Что до Китая, в моей молодости подпольной литературы практически не было — а если и была, большинству она была недоступна. Были запрещенные и зацензуренные книги, которые позже стали доступны широкому читателю. Но воображаю, что и сегодня есть голоса, которые не услышаны из-за цензуры. Когда я опубликовала первую книгу, один человек написал мне из Китая. Он был возмущен, что я публикуюсь в Америке: «Я знаю нескольких писателей, которые пишут что-то похожее по-китайски, но не могут найти здесь издателя. Вам повезло только потому, что вы пишете по-английски». Я думаю, что это письмо многое иллюстрирует.

— Когда вы отвечаете на вопросы интервью, что вы чувствуете? С одной стороны, это вторжение, но с другой, оно почти всегда так деликатно, что должно ощущаться рутинным и глупым процессом. Преследует ли интервью те же задачи, что и письмо?

— Вы правы, давать интервью — то же самое, что писать. С одной стороны, вторжение, с другой — приглашение кого-то еще в голову интервьюируемого. Отвечая на вопросы, я стараюсь не предлагать готовых ответов. Помню, как-то в Испании я отвечала на вопросы два дня подряд. Большинство вопросов повторялось, но каждый раз я пыталась найти наилучший ответ. Переводчик смеялся и говорил: «Вы действительно стараетесь всякий раз сказать нечто новое». Но мне важно, чтобы интервью было разговором. Мне часто хочется самой задавать моему интервьюеру вопросы — это кажется важным: избавиться от формальности. По-моему, можно спрашивать что угодно в разумных пределах.

— И где проходит граница?

— Я всегда повторяю, что любой вопрос хорош. Вот ответы бывают плохие или хорошие, и это работа интервьюируемого — ответить интересно. По той же причине я и в письме не ставлю себе границ. Будь готов справиться с любой темой. Не обязательно получится, но исключать что-нибудь — это первый шаг к самоцензуре.

Интересно, что вы назвали интервью тоже своего рода письмом. Некоторые, скорее, сказали бы, что письмо более активно, что у писателя более ведущая роль, но для меня аналогия совершенно справедлива: это не я веду, а мои персонажи меня ведут — в каком-то смысле это действительно очень похоже на интервью.
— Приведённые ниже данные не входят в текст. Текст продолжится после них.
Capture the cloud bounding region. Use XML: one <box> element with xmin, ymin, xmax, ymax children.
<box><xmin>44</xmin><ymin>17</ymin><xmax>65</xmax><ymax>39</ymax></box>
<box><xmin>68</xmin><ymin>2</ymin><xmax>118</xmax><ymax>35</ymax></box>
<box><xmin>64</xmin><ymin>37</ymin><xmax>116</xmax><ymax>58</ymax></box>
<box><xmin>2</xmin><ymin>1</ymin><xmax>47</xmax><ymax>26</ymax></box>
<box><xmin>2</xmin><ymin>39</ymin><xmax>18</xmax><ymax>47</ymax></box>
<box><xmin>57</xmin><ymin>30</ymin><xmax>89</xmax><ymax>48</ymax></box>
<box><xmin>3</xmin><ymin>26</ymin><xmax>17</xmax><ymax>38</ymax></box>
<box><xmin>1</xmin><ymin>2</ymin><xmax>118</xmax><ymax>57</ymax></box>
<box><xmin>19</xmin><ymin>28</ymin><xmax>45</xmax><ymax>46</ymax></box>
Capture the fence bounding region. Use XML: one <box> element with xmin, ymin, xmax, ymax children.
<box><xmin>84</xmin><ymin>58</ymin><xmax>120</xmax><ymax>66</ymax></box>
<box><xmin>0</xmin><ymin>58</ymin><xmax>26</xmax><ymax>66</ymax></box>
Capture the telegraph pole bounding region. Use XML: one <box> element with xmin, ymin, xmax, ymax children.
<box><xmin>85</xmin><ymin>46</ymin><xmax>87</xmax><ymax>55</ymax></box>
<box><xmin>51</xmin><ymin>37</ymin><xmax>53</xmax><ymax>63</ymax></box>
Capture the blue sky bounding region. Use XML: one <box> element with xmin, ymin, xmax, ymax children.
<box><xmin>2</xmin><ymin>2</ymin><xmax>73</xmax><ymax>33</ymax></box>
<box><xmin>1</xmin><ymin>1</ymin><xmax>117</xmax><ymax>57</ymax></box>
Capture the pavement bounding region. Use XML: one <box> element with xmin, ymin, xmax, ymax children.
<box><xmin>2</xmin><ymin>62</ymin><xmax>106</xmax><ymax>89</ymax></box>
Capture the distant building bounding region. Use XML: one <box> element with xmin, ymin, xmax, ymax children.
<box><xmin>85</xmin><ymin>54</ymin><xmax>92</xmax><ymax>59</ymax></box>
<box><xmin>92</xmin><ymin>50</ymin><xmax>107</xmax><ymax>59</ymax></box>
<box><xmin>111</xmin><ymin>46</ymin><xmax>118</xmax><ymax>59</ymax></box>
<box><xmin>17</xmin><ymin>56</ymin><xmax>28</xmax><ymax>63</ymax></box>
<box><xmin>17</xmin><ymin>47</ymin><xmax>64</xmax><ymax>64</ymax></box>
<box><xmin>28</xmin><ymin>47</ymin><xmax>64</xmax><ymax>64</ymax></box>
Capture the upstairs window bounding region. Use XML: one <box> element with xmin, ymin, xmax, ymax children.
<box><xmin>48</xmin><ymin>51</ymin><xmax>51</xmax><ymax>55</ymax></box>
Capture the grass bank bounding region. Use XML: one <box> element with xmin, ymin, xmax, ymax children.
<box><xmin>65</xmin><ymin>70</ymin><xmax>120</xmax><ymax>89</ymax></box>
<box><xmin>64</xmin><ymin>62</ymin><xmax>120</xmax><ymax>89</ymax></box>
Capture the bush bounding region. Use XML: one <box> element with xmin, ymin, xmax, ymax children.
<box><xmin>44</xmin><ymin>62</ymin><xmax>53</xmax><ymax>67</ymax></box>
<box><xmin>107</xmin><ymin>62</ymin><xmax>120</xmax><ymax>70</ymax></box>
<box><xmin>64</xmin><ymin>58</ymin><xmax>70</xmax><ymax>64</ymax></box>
— Можете рассказать про самое травматичное путешествие вслед за персонажем — вопросы, заставившие вас рассказывать что-то, чего вы не хотели рассказывать, — а также про персонажей, которые разбили вам сердце (то, что я прочитал у вас, подсказывает, что на «этом пути» есть где расстроиться)?

— Мне часто говорят, что мои книги могут быть грустными, тяжелыми или жестокими, и я никогда не согласна — люблю место в письме Чехова Чайковскому, где он просит позволения посвятить тому сборник рассказов, называвшийся «Хмурые люди».
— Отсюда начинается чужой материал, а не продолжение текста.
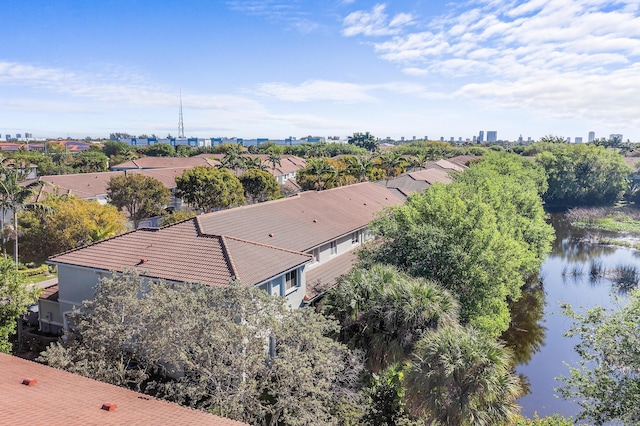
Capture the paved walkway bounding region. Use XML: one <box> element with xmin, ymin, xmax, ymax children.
<box><xmin>27</xmin><ymin>276</ymin><xmax>58</xmax><ymax>292</ymax></box>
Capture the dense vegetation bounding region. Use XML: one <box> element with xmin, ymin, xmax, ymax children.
<box><xmin>557</xmin><ymin>289</ymin><xmax>640</xmax><ymax>425</ymax></box>
<box><xmin>536</xmin><ymin>144</ymin><xmax>631</xmax><ymax>208</ymax></box>
<box><xmin>360</xmin><ymin>152</ymin><xmax>554</xmax><ymax>336</ymax></box>
<box><xmin>41</xmin><ymin>272</ymin><xmax>364</xmax><ymax>425</ymax></box>
<box><xmin>0</xmin><ymin>258</ymin><xmax>40</xmax><ymax>352</ymax></box>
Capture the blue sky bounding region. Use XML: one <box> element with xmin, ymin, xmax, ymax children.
<box><xmin>2</xmin><ymin>0</ymin><xmax>640</xmax><ymax>141</ymax></box>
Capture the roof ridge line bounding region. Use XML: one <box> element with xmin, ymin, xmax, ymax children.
<box><xmin>219</xmin><ymin>235</ymin><xmax>239</xmax><ymax>280</ymax></box>
<box><xmin>222</xmin><ymin>235</ymin><xmax>313</xmax><ymax>258</ymax></box>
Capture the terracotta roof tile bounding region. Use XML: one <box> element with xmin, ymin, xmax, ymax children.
<box><xmin>49</xmin><ymin>218</ymin><xmax>311</xmax><ymax>287</ymax></box>
<box><xmin>196</xmin><ymin>183</ymin><xmax>403</xmax><ymax>253</ymax></box>
<box><xmin>0</xmin><ymin>353</ymin><xmax>247</xmax><ymax>425</ymax></box>
<box><xmin>305</xmin><ymin>252</ymin><xmax>358</xmax><ymax>300</ymax></box>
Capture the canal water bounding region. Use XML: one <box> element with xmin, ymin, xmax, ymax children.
<box><xmin>505</xmin><ymin>214</ymin><xmax>638</xmax><ymax>419</ymax></box>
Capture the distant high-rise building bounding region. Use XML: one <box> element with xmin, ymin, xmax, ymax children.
<box><xmin>15</xmin><ymin>133</ymin><xmax>21</xmax><ymax>139</ymax></box>
<box><xmin>5</xmin><ymin>135</ymin><xmax>10</xmax><ymax>141</ymax></box>
<box><xmin>473</xmin><ymin>136</ymin><xmax>477</xmax><ymax>142</ymax></box>
<box><xmin>440</xmin><ymin>136</ymin><xmax>444</xmax><ymax>142</ymax></box>
<box><xmin>527</xmin><ymin>137</ymin><xmax>532</xmax><ymax>143</ymax></box>
<box><xmin>517</xmin><ymin>134</ymin><xmax>523</xmax><ymax>144</ymax></box>
<box><xmin>478</xmin><ymin>131</ymin><xmax>484</xmax><ymax>142</ymax></box>
<box><xmin>487</xmin><ymin>131</ymin><xmax>497</xmax><ymax>142</ymax></box>
<box><xmin>588</xmin><ymin>131</ymin><xmax>595</xmax><ymax>142</ymax></box>
<box><xmin>567</xmin><ymin>137</ymin><xmax>572</xmax><ymax>143</ymax></box>
<box><xmin>450</xmin><ymin>137</ymin><xmax>454</xmax><ymax>142</ymax></box>
<box><xmin>575</xmin><ymin>137</ymin><xmax>583</xmax><ymax>143</ymax></box>
<box><xmin>424</xmin><ymin>136</ymin><xmax>428</xmax><ymax>140</ymax></box>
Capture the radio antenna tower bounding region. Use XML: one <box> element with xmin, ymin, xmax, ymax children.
<box><xmin>178</xmin><ymin>89</ymin><xmax>185</xmax><ymax>138</ymax></box>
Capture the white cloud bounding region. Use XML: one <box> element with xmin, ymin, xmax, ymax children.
<box><xmin>342</xmin><ymin>4</ymin><xmax>415</xmax><ymax>37</ymax></box>
<box><xmin>342</xmin><ymin>0</ymin><xmax>640</xmax><ymax>128</ymax></box>
<box><xmin>254</xmin><ymin>80</ymin><xmax>376</xmax><ymax>102</ymax></box>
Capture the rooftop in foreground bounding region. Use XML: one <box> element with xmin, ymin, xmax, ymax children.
<box><xmin>0</xmin><ymin>353</ymin><xmax>247</xmax><ymax>425</ymax></box>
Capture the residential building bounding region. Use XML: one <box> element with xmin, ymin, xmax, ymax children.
<box><xmin>39</xmin><ymin>183</ymin><xmax>403</xmax><ymax>333</ymax></box>
<box><xmin>0</xmin><ymin>353</ymin><xmax>246</xmax><ymax>426</ymax></box>
<box><xmin>111</xmin><ymin>154</ymin><xmax>306</xmax><ymax>185</ymax></box>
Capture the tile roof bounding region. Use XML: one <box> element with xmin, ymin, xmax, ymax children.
<box><xmin>49</xmin><ymin>218</ymin><xmax>311</xmax><ymax>287</ymax></box>
<box><xmin>0</xmin><ymin>353</ymin><xmax>246</xmax><ymax>426</ymax></box>
<box><xmin>196</xmin><ymin>182</ymin><xmax>403</xmax><ymax>253</ymax></box>
<box><xmin>31</xmin><ymin>168</ymin><xmax>190</xmax><ymax>201</ymax></box>
<box><xmin>305</xmin><ymin>251</ymin><xmax>358</xmax><ymax>301</ymax></box>
<box><xmin>48</xmin><ymin>183</ymin><xmax>401</xmax><ymax>287</ymax></box>
<box><xmin>112</xmin><ymin>157</ymin><xmax>218</xmax><ymax>170</ymax></box>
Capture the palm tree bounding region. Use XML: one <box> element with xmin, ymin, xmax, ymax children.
<box><xmin>345</xmin><ymin>155</ymin><xmax>373</xmax><ymax>182</ymax></box>
<box><xmin>378</xmin><ymin>152</ymin><xmax>406</xmax><ymax>183</ymax></box>
<box><xmin>403</xmin><ymin>325</ymin><xmax>521</xmax><ymax>425</ymax></box>
<box><xmin>323</xmin><ymin>264</ymin><xmax>458</xmax><ymax>372</ymax></box>
<box><xmin>267</xmin><ymin>150</ymin><xmax>282</xmax><ymax>173</ymax></box>
<box><xmin>244</xmin><ymin>156</ymin><xmax>268</xmax><ymax>171</ymax></box>
<box><xmin>0</xmin><ymin>164</ymin><xmax>50</xmax><ymax>265</ymax></box>
<box><xmin>409</xmin><ymin>153</ymin><xmax>428</xmax><ymax>171</ymax></box>
<box><xmin>305</xmin><ymin>158</ymin><xmax>336</xmax><ymax>191</ymax></box>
Но был один случай, который со мной до сих пор. Это произошло с моим первым романом, его действие происходит в 1979 году в Китае, в нем две казни и много травматичных событий за несколько месяцев книжного времени. Я знала, когда писала, что остаюсь верна правде того, через что проходят персонажи, и мне не было грустно или тяжело, пока я не добралась до поворота, где две маленькие девочки заперты в доме и случайно устраивают пожар, в результате которого они сгорают заживо. Мои дети были тогда малышами, и я писала этот эпизод с огромным отвращением, я три раза его выбрасывала, но книга все равно возвращалась к этому пожару. Тогда я поняла, что пожару придется остаться в романе.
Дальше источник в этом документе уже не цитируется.